The suiting trend that's been cropping up at New York and London fashion weeks.

Victoria Beckham's take on menswear.

Victoria Beckham’s take on menswear. Getty Images

Call it a fall out from Hillary Clinton’s presidential bid. Call it a resurgence of trends we’ve seen before. Call it a highly unlikely coincidence. But whatever you call it, the empress has new clothes.

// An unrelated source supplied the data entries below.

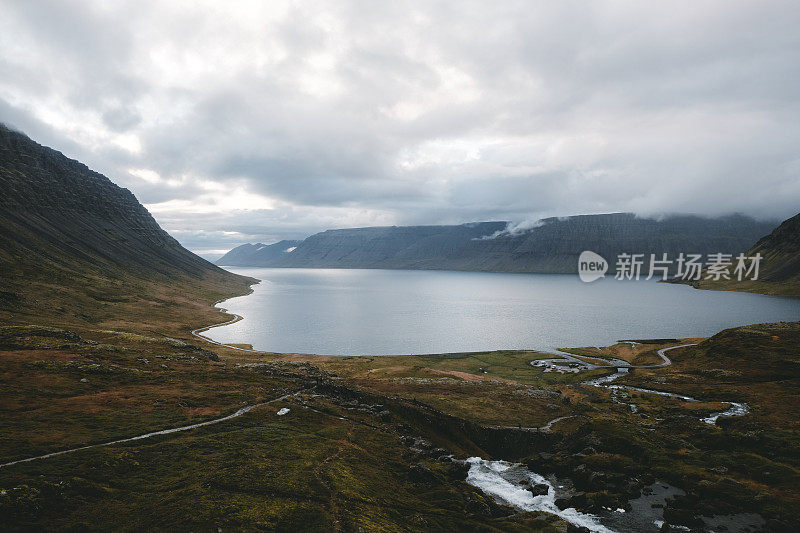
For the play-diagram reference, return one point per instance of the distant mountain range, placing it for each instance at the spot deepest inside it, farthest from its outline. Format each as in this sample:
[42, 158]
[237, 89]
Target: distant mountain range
[71, 241]
[257, 254]
[552, 246]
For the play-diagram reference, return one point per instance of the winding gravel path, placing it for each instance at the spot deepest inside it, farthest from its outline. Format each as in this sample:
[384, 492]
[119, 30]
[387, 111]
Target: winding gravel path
[238, 413]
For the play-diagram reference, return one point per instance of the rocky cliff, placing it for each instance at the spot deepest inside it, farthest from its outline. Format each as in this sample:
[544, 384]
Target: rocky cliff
[781, 252]
[71, 231]
[551, 247]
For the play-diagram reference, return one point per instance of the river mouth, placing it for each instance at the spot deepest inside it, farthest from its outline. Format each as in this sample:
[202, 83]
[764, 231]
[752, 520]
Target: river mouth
[395, 312]
[507, 483]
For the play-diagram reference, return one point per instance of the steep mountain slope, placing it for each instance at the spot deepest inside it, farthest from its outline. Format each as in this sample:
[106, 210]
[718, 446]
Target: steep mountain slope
[258, 254]
[71, 241]
[781, 252]
[551, 247]
[779, 272]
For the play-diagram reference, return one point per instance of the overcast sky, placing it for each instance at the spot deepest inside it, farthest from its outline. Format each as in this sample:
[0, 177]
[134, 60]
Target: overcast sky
[254, 121]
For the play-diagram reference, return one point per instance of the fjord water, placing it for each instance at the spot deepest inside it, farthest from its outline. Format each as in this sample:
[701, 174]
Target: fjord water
[382, 312]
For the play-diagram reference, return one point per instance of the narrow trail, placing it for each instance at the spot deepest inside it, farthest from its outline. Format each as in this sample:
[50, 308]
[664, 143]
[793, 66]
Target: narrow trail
[238, 413]
[735, 409]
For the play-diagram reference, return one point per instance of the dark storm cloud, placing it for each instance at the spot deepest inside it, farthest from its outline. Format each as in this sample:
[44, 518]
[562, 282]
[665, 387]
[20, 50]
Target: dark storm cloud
[274, 120]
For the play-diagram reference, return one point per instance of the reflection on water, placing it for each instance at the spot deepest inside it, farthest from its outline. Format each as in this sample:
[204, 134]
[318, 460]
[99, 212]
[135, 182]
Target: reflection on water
[381, 312]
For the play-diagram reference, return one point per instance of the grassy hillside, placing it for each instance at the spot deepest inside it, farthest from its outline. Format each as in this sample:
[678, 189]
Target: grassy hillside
[780, 268]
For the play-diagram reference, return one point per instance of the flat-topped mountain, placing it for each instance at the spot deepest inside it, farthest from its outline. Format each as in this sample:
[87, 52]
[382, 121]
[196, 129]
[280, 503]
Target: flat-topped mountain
[258, 254]
[552, 246]
[70, 237]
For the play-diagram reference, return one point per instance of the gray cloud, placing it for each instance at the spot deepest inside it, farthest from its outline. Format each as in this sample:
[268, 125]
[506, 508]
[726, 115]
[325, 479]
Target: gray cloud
[276, 120]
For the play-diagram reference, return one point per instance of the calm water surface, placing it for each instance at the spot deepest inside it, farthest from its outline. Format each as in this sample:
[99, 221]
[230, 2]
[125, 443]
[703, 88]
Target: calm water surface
[380, 312]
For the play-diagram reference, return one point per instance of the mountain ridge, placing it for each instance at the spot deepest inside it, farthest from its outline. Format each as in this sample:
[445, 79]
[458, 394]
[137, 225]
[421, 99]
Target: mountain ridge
[553, 246]
[72, 241]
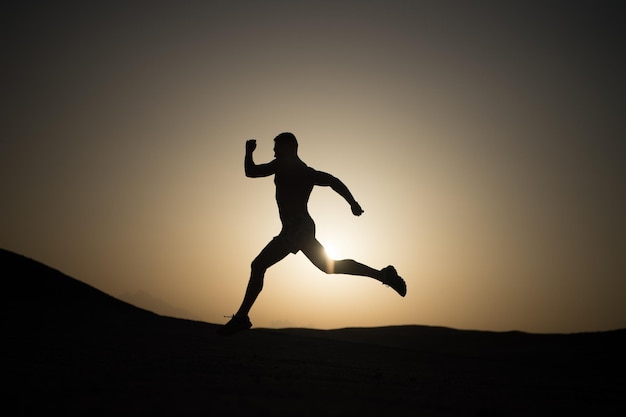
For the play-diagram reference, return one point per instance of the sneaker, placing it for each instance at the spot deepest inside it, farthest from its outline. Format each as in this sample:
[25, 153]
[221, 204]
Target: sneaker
[234, 325]
[393, 280]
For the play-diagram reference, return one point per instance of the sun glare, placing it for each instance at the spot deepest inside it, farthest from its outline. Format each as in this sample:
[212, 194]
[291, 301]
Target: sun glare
[331, 251]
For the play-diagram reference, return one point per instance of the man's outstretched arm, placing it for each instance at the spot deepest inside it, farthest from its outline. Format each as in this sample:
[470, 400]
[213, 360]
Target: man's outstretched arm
[325, 179]
[253, 170]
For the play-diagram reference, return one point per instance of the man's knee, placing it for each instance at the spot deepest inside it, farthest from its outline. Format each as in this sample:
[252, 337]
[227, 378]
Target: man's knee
[258, 267]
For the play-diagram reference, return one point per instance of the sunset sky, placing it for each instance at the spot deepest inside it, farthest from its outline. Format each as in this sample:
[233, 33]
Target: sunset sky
[484, 140]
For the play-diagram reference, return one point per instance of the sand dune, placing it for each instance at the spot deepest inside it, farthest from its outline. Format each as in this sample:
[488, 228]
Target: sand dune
[72, 349]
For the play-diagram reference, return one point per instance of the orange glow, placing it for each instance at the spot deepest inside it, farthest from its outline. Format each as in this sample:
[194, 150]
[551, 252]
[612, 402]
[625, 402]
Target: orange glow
[487, 165]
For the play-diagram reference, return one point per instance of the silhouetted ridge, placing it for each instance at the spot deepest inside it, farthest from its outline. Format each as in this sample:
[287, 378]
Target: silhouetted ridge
[36, 292]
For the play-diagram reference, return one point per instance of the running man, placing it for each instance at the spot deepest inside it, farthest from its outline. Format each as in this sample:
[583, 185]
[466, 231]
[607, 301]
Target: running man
[294, 182]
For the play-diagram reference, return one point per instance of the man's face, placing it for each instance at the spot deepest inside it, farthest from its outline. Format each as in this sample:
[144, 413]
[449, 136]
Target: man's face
[279, 151]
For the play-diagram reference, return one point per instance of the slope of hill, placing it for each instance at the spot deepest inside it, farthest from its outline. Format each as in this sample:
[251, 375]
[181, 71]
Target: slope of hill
[72, 349]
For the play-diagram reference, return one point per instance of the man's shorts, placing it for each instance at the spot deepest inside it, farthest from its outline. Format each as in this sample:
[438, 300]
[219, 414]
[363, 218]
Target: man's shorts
[297, 231]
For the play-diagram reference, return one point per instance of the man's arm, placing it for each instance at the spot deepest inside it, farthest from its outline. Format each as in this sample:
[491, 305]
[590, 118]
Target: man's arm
[327, 180]
[253, 170]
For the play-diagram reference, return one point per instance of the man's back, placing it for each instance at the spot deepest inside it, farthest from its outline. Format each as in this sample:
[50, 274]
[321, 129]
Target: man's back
[294, 182]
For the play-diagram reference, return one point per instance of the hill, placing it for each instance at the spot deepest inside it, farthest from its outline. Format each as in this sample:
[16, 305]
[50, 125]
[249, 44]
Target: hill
[72, 349]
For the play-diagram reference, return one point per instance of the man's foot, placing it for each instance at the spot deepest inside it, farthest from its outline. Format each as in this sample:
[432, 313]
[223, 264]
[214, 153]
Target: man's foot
[234, 325]
[391, 278]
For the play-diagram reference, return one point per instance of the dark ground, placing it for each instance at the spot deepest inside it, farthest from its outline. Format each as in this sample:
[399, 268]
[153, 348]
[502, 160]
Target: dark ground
[73, 350]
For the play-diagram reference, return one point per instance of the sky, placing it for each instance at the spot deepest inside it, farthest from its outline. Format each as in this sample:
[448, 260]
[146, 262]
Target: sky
[484, 140]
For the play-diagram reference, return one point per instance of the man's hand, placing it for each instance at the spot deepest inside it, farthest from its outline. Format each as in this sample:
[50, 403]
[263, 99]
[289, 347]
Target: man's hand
[356, 209]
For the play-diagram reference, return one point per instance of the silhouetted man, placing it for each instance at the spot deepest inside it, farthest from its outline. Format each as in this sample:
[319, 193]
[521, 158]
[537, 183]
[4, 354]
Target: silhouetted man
[294, 182]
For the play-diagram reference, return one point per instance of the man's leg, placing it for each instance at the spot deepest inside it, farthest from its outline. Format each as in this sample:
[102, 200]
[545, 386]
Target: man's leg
[316, 254]
[272, 253]
[388, 275]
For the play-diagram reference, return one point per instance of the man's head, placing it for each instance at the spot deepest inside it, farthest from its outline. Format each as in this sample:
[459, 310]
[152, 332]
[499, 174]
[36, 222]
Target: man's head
[285, 144]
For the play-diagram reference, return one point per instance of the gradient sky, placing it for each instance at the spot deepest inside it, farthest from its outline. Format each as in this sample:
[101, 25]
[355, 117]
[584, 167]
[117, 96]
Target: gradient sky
[484, 140]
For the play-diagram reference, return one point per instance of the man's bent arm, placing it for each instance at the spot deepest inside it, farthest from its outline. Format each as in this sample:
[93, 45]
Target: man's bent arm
[340, 188]
[253, 170]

At New York Fashion Week this season, Victoria Beckham opened her show with a model in a blazer and skirt. While it might not seem a big thing to you, Posh Spice admitted to Vogue that the combination was new for her. Apparently she has became enamored with the silhouette, as quite a few of the 37 models in her runway show wore blazers and skirts. Others were rocking similarly preppy basics, like cardigans. Oversized in nature, those pieces were sometimes swapped out for boxy outerwear, all seemingly with origins in menswear.

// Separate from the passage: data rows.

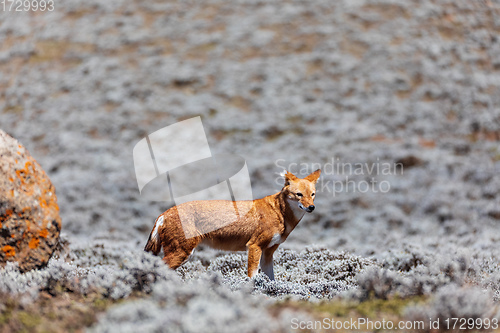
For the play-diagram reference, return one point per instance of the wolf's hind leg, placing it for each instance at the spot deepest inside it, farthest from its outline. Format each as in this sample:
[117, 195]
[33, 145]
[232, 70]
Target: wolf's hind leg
[177, 254]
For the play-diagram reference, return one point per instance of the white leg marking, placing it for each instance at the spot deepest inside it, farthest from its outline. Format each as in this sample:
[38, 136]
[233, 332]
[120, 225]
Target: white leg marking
[275, 240]
[267, 267]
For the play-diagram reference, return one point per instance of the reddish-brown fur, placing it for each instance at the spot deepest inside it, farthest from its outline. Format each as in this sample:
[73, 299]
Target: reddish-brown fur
[267, 223]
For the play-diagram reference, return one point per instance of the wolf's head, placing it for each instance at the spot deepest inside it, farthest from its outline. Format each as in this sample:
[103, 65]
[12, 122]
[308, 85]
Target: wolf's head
[302, 191]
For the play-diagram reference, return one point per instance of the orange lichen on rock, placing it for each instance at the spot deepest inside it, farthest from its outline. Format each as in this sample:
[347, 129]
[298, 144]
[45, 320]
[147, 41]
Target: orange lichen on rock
[30, 221]
[44, 233]
[9, 251]
[34, 242]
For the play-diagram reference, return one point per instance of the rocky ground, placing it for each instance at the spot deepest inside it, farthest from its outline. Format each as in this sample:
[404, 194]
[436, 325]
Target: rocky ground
[404, 93]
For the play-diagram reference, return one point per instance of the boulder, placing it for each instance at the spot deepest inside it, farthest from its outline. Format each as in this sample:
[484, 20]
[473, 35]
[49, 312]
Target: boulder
[29, 214]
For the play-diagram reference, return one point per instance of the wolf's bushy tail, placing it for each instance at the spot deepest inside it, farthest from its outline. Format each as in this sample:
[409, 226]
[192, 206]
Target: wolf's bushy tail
[154, 244]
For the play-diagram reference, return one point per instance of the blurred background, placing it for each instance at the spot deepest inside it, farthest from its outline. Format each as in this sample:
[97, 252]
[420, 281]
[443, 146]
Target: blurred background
[413, 83]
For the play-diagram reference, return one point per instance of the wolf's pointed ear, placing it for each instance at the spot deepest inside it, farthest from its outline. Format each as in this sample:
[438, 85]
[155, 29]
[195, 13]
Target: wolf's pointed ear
[313, 177]
[288, 177]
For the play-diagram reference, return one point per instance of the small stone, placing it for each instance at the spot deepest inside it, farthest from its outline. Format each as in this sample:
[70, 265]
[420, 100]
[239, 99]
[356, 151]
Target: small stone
[29, 214]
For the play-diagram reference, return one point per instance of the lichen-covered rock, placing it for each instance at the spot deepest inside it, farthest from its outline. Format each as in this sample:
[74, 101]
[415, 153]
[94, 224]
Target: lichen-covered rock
[29, 214]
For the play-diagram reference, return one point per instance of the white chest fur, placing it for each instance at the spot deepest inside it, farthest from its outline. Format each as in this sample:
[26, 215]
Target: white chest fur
[298, 213]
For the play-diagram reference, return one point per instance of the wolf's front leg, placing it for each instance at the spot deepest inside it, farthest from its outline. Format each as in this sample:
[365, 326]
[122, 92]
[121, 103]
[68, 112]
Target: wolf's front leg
[254, 254]
[266, 261]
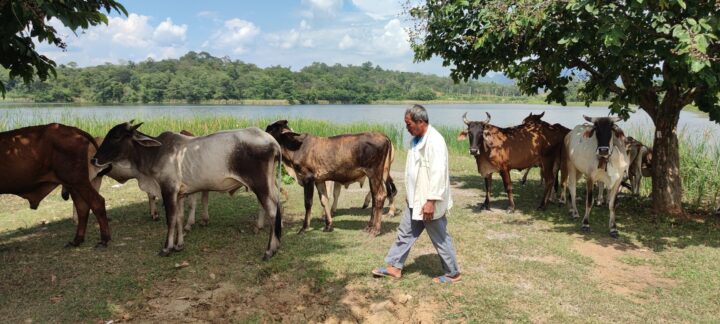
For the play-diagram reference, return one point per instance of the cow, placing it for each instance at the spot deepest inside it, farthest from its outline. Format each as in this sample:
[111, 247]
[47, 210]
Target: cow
[173, 166]
[337, 187]
[344, 159]
[640, 157]
[37, 159]
[598, 152]
[122, 173]
[499, 149]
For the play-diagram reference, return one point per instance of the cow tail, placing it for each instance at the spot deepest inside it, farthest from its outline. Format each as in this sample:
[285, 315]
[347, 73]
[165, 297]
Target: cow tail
[278, 212]
[389, 184]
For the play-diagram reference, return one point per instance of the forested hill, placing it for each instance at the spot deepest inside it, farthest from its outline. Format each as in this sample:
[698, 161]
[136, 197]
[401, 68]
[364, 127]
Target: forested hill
[200, 77]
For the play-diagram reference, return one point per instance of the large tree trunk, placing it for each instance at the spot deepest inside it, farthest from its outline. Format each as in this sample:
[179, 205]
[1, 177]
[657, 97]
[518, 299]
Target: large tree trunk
[666, 184]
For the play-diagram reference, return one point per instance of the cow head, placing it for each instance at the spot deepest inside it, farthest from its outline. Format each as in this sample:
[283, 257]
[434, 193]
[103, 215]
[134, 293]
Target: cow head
[475, 133]
[533, 118]
[119, 142]
[284, 135]
[603, 129]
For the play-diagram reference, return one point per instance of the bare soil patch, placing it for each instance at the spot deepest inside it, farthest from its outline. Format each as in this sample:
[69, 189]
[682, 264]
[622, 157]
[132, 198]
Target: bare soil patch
[619, 277]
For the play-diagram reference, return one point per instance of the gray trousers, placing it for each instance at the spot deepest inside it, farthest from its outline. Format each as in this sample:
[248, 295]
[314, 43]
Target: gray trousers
[409, 231]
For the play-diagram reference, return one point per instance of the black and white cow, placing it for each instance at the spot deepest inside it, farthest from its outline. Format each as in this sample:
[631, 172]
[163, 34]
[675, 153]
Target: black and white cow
[598, 152]
[173, 166]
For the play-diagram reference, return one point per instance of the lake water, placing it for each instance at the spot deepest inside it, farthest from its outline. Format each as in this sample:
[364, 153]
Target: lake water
[441, 114]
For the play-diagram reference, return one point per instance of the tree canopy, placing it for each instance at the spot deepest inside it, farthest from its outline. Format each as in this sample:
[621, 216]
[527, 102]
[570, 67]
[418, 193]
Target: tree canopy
[660, 55]
[24, 22]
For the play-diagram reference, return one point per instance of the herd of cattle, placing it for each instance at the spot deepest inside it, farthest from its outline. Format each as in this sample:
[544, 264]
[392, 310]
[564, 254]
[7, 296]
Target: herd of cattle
[179, 166]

Designer Suzanne Pelaez of the brand Suzanne Rae also took up the cause. Pelaez was clear about her reasons for twisting menswear into women’s pieces. “No matter how prestigious or accomplished I ever become, I’ll never be a part of [the Old Boy’s] club,” she told the Observer. So she set out to make her own club, replete with oversized blazers, custom crests, high-waisted corduroy trousers and cardigans. It was a smart take that didn’t sacrifice the sartorial for the sentiment.

A take on menswear at Daks.

A plaid suit at Daks. Getty Images

The idea continued on in London. At Daks, the check was on display as everything from capes to sheer, tiered dresses and trousers. It’s little surprise that the brand took on menswear inspirations, as a majority of the label’s customer base is men but, the tactic was notable all the same. Watching the actual show was slightly disorienting. Coats came down buttoned on the right or the left side; the seat of a pair of navy trousers ran quite long in comparison to others. Of the line up, oversized pinstripe blazers were a clear standout, though the neat cardigan and pleated skirt number was simple enough to be memorable.

While the menswear inspiration didn’t seem to overtake the entire of the Mulberry range, they wormed their way into some of the collection’s beginning looks. Strong shoulders and boxy jackets, served up in various checks, felt very familiar. Balenciaga anyone? Maybe that explains why the brand brought Lotta Volkova on to style the presentation; she’s well-known for styling the shows of Demna Gvasalia.

Blazers from the Mulberry show.

Blazers from the Mulberry show. Courtesy Mulberry

While this could all just be aesthetics, any shrewd observer of fashion knows that widespread trends are typically tied to what’s going on in culture. And considering the tumultuous area the world finds itself in today, there’s no denying that is what’s at play here.